Outdoor recreation paying big dividends in Kitsap
Outdoor recreation in Kitsap County is generating nearly $700 million a year, ranking it as one of the most lucrative outdoor destinations in the state, according to a new study commissioned by the state Legislature.
The study, which found that about $21.6 billion is generated from outdoor recreation trips and equipment each year in Washington, is considered the first comprehensive analysis of the state’s recreation economy.
“For our state, (outdoor recreation) is a way of life,” said Wendy Brown, policy director for the Washington State Recreation and Conservation Office. “This (study) really substantiates that it’s a true driving force for our state’s economy.”
The Recreation and Conservation Office hired Earth Economics, a Tacoma-based research firm, to conduct the study. Earth Economics looked at participation and spending data related to 42 activities that make use of the state’s 23 million acres of public and private recreational lands and its marine waterways, lakes and rivers.
The $694 million generated in Kitsap puts the county in ninth place out of the state’s 39 counties. Kitsap was just below Whatcom County ($705 million) and just above 10th-place Yakima County ($670 million). King County’s annual outdoor recreation spending put it at the top, with $5.4 billion generated each year.
Outdoor recreation supports more than 6,400 jobs in Kitsap and generates about $37.5 million in annual state and local tax revenue, according to the study.
The data is proof that Kitsap’s growing commitment to parks and environmental protections are “paying dividends,” said Patty Graf-Hoke, Visit Kitsap Peninsula’s executive director.
“It shows that preserving open space and restoring and protecting our waterways is a sound strategy,” she said. “What’s good for the environment is good for the economy, and that’s clearly demonstrated in the study.”
It’s noteworthy, she said, that Kitsap is generating robust spending despite the fact that the county is the only one in the state without federal recreation lands. The study noted that all other counties were drawing a substantial benefit from acreage managed as a national park, national forest or national wildlife refuge. Olympic National Park and Olympic National Forest generate $118 million in Jefferson County and $65 million in Clallam County per year.
“Even though we don’t have the benefit of the marketing that comes with having a national park, we demonstrate that the outdoor recreation industry is extremely important to the Kitsap region’s economy,” Graf-Hoke said.

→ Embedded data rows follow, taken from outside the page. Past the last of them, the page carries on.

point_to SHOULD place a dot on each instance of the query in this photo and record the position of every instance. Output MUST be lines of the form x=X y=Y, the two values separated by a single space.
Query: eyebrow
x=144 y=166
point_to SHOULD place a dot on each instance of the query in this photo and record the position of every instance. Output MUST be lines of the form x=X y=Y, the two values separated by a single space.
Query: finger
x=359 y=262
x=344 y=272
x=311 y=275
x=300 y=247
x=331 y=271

The study estimates that outdoor recreation supports nearly 200,000 jobs in Washington. That’s comparable to some of the state’s largest industries, according to the study.

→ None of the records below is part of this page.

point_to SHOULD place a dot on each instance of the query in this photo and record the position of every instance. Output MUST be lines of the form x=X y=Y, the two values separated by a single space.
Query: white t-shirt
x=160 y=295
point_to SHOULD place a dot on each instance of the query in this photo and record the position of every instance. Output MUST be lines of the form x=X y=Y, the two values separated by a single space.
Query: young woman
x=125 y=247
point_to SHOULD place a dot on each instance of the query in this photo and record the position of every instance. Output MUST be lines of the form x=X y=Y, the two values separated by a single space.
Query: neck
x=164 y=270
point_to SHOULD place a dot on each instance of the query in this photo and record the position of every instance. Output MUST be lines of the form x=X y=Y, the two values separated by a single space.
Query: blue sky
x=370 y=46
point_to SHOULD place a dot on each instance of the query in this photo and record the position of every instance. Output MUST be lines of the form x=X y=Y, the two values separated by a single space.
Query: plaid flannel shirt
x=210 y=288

“Aerospace always gets the spotlight, and information technology gets the spotlight,” said Marc Berejka, REI’s director of government affairs. “But what this report does is (show) that outdoor recreation is also an economic engine for our state.”
As an example, Barejka cited Sage, a flyfishing rod manufacturer on Bainbridge Island. With about 170 employees, it’s among the island’s largest employers.

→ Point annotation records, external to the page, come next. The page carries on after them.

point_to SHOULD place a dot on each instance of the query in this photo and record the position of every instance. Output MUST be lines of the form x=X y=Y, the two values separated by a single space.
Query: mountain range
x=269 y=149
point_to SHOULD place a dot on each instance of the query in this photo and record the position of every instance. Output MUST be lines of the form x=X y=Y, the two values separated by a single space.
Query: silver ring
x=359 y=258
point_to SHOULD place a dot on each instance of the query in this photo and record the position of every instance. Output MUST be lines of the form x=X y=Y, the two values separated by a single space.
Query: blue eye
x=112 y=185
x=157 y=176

The study estimates that Washingtonians spend about 56 days a year recreating outdoors. The five activities with the greatest participation were, in ranked order, walking, running and jogging, wildlife viewing and photography, bicycling and playground use.
Activities generating more than $1 billion per year in spending include motorized boating ($3.8 billion), bicycling ($3.1 billion), hiking ($2.1 billion), hunting and shooting ($1.9 billion) and snow sports ($1.7 billion).
About 42 percent of all outdoor recreation spending went toward gear and equipment. The remainder was divided among food (19 percent), gas (13 percent), and lodging (7 percent).
Graf-Hoke said Kitsap is well-positioned to generate more outdoor recreation spending.
“Seattle’s growing more and more, and I think we’re definitely going to be the backyard or playground for Seattle,” she said.